Now we find blanket speed restrictions of 50mph and 80mph imposed on curves such as those like the stretch of track at Hatfield. The phrase 'too little, too late' springs to mind. As if to emphasise the inadequacy of the response, another passenger train was derailed just outside Stafford two days later (this time at low speed, thank goodness). This accident - on the Virgin service from Birmingham to Manchester - was also caused by a broken rail.

How long do we have to wait for the next tragedy to happen? It is time to call for safety to be put before profit. Railtrack makes £1 million profit per day, a large part of which is paid out to shareholders. The truth is that privatisation - driven by a desire to tame the rail unions by breaking up the network, while simultaneously lining the pockets of the fat cats - has resulted in a lack of coordination, an increase in bureaucracy, poor service and, as we have seen, a scandalous compromising of safety.

Not only Railtrack, but all train operating companies must be immediately taken out of the hands of the profiteers and renationalised. We make this demand not because we have any illusions that such a step would somehow make the industry 'ours' (nationalisation under capitalism equals the collective ownership of the bourgeoisie, not of the people). Still less do we believe that it would be a step towards socialism. However, we must force the state to act to safeguard railworkers and passengers.

But we must not leave it there. There is a better way to ensure safety, and that is through workers themselves, irrespective of their union, taking action to bring the trains, the infrastructure and working practices under their direct control. Workers - whether employed by Railtrack, the train operating companies (TOCs) or subcontractors - have a burning interest in maximising safety and know perfectly well what steps are needed and how they can be carried through.

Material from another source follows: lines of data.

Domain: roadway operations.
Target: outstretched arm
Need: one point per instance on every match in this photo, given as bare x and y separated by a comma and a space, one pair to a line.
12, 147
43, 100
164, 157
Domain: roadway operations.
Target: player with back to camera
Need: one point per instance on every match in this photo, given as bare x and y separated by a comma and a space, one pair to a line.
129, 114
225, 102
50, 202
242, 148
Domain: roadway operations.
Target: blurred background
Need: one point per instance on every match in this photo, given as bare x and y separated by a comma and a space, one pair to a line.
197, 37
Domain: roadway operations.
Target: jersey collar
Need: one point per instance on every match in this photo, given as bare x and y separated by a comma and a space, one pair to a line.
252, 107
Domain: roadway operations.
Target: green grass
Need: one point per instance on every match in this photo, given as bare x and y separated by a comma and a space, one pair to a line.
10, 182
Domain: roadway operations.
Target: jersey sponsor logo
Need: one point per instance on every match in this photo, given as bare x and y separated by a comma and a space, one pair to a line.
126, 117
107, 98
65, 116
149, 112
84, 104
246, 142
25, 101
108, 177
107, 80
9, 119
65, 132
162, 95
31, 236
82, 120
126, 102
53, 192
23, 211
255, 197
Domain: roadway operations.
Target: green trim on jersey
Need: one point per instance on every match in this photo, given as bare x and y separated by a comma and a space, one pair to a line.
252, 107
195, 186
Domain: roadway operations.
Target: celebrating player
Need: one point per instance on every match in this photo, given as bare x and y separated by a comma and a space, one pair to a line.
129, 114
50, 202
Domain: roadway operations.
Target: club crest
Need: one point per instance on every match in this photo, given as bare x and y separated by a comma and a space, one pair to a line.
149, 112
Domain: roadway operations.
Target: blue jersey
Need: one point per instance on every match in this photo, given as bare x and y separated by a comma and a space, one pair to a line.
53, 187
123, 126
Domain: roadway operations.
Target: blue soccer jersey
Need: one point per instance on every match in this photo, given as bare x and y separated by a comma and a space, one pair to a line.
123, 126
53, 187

Trade unions in the rail industry should not only be calling, but fighting for renationalisation, but I doubt if they will. And of course workers' control is just about the least likely demand we would expect to hear from the present set of union leaders. While support from national executive members is obviously more than welcome, activists themselves must step up their campaigning for workers to take matters into their own hands.